Tunisia may have missed out on the podium at the FIBA Africa U18 Championship for Women in Senegal but there were plenty of positives to draw from the event for coach Gharbi Walid.
The Tunisians came in fourth after a 45-44 overtime defeat to Egypt in the Bronze Medal Game, but some of the youngsters showed a lot of promise and some can expect to make the senior team for the Afrobasket Women 2013.
Walid is also the coach of the senior team and among the emerging talents is 18-year-old Hamrouni Houda, the leading scorer (17.5 points) and rebounder (9.5 rebounds) at the U18 African Championship for Women.
Walid gave this interview to FIBA.com.
FIBA.com: What were your impressions of the U18 Afrobasket Women in Senegal?
Walid: I took over six months ago and I must recognize that my predecessor did a good job. In the meantime, our best center got injured two weeks before the tournament and I was obliged to change my entire philosophy. The level of this tournament is not so bad, with three groups: first the teams that played the Semi-Finals, followed by Angola, then Kenya.
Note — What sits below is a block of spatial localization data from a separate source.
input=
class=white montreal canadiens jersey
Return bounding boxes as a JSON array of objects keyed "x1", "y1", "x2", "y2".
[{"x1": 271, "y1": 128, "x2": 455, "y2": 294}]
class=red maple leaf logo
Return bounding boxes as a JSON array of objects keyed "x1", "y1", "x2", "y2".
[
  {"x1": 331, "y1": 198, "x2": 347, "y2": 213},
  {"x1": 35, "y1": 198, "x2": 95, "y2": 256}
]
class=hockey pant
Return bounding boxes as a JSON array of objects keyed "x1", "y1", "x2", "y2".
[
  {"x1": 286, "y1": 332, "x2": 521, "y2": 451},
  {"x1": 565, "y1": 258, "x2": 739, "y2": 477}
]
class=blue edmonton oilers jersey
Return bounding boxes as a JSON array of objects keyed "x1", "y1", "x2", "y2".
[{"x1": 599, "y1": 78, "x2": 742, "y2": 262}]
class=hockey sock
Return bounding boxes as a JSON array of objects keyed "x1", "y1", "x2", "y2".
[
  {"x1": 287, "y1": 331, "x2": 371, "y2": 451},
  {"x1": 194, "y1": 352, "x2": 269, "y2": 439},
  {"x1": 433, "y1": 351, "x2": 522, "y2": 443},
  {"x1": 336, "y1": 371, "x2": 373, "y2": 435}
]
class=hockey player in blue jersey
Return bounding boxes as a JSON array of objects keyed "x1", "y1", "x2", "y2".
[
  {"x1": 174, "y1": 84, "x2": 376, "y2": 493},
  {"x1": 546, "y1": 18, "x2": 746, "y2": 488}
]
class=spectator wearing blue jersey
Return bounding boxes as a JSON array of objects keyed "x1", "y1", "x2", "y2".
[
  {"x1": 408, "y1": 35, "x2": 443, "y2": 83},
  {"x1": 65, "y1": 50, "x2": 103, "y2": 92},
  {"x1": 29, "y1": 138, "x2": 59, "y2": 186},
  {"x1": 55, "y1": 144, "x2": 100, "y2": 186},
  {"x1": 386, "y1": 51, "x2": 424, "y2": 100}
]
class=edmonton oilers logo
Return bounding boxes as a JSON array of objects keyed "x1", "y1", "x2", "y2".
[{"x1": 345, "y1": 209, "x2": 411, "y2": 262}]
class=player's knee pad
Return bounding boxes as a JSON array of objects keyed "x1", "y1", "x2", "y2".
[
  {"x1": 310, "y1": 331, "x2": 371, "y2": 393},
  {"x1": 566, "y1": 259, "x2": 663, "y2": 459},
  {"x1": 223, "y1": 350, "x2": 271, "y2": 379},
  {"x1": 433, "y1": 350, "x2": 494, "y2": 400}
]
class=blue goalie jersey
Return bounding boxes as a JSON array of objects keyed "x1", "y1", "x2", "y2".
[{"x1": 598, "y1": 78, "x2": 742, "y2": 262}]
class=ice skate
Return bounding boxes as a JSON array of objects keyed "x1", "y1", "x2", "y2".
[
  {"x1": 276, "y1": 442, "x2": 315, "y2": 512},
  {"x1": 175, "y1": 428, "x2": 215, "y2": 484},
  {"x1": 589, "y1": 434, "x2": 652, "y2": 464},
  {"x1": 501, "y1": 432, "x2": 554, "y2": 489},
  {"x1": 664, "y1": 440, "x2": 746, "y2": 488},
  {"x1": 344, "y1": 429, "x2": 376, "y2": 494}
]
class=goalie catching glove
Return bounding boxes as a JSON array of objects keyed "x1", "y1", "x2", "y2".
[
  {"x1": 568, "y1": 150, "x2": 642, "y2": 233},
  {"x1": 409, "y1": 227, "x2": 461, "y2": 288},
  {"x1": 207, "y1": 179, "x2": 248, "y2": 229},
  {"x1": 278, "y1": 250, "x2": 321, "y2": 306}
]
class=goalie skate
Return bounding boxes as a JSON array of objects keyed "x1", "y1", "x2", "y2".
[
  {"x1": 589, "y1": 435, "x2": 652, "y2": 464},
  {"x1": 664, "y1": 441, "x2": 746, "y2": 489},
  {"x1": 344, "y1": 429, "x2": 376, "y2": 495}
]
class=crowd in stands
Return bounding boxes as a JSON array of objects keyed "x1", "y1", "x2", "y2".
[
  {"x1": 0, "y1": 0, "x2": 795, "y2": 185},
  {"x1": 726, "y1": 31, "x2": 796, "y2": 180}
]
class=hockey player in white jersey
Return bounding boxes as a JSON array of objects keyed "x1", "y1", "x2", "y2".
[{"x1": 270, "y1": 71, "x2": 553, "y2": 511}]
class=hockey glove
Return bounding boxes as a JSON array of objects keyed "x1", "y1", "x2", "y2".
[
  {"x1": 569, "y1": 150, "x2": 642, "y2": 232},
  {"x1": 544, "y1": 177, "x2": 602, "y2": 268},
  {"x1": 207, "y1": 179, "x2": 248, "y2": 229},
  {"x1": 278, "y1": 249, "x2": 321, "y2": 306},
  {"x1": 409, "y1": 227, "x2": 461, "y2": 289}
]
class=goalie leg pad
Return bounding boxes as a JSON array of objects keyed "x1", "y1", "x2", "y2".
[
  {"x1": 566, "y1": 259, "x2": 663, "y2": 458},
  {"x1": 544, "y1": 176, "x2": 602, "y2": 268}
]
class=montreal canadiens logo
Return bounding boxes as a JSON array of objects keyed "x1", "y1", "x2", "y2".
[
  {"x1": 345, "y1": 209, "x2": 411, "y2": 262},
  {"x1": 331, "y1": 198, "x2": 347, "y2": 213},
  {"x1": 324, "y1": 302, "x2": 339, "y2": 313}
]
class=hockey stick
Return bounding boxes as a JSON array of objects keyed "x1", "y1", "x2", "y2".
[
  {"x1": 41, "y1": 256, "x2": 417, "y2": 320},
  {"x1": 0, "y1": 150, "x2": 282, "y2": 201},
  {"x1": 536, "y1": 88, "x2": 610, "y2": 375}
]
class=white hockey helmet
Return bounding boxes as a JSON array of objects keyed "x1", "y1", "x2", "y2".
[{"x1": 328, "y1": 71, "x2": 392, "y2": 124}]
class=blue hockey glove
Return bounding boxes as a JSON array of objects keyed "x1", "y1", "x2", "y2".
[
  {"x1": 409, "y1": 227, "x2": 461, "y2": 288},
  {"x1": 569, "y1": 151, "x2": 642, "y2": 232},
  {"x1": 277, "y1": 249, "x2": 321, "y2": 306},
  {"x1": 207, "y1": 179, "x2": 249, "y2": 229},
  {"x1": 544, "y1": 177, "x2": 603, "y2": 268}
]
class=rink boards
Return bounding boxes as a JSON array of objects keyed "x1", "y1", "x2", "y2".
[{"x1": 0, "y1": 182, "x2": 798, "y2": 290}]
FIBA.com: Can you talk about the four U18 players that are now with Tunisia’s women’s team?
Walid: I will take four players to the women’s senior team (to compete at Afrobasket Women 2013) because the target of our federation is to reach the Semi-Final of the 2015 African championship.
FIBA.com: Hamrouni Houda had a fantastic tournament in Dakar, Senegal. How do you see her future?
Walid: She must work harder on defense because in basketball, one wins trophies with defense first, and then with the offensive game. This is my opinion. However she has a very good future, no doubt about it.
FIBA.com: Can you talk about the performances of your opponents at the U18 event, especially Senegal?
Walid: I think Senegal based their game on the paint. They made a big mistake because at this level the young centers do not have good skills and they just play under the basket and they don’t have good mobility. However, in the Final they changed the style of play and the coach used five outside players, and they succeeded. If they learn to play from the outside with shooting, driving (to the basket), they can cause big problems for their opponents.
FIBA.com: What is Tunisia Basketball Federation’s objective in the next 10 years for the women?
Walid: Our goal is to reach the Semi-Finals of the 2015 Afrobasket Women and make it to final in the 2019.
FIBA.com: Selma M’Nasria is one of Tunisia’s key players. How important is she for the national team?
Walid: Salma is good player. I picked her for the women’s team when she was 18 in 2004 in order to help her improve her game. Now, she can shoot from behind the arc, she can drive to the basket like any modern center. On offense, I have advised her to play under the basket and make jump shots as she may become even stronger.
FIBA.com: Tunisia won the U18 Afrobasket Women eight years ago as hosts, then they finished second four years later. The women’s senior team has not done better than a runner-up in 1974 and 2001 as hosts. Why do you think that your senior teams have not finished in top positions more often in Afrobaskets Women?
Walid: Unfortunately most of my players play in the national championship, and this is not as competitive in order to give them international experience. Second, I have asked my players to have a strong mindset, be tough, play hard on defense and on the fast break. With this in mind, we have to improve our shooting percentage, because playing under the basket is very difficult for us as we haven’t anyone like (Tunisia men’s center) Salah Mejri’s (defensive skills). Against (teams such as) Nigeria or Senegal, we must play like Angola’s men (on the fastbreak and making jump shots). That is how they won six or seven African championships with that philosophy.
FIBA.com: The Afrobasket Women 2013 is going to be played in Mozambique. What are your expectations?
Walid: In Mozambique with a young team, because I’ll change 70% the team, the goal is to jump from the 10 place to the top places and have a very positive result.
FIBA.com: Can you comment on Tunisia’s men national team’ success, winning the Afrobasket and playing at the 2012 Olympics?
Walid: Tunisia’ men have taken the African championship because the coach has been in charge for eight years now, which is important for a coach to implement his philosophy and being understood by his players. They have a tall and good center. They have kept the same group and stabilized the national team. International experience is very important. In Tunisia, the men’s championship level is very good. And then they have a great coach such as [Adel] Tlatli.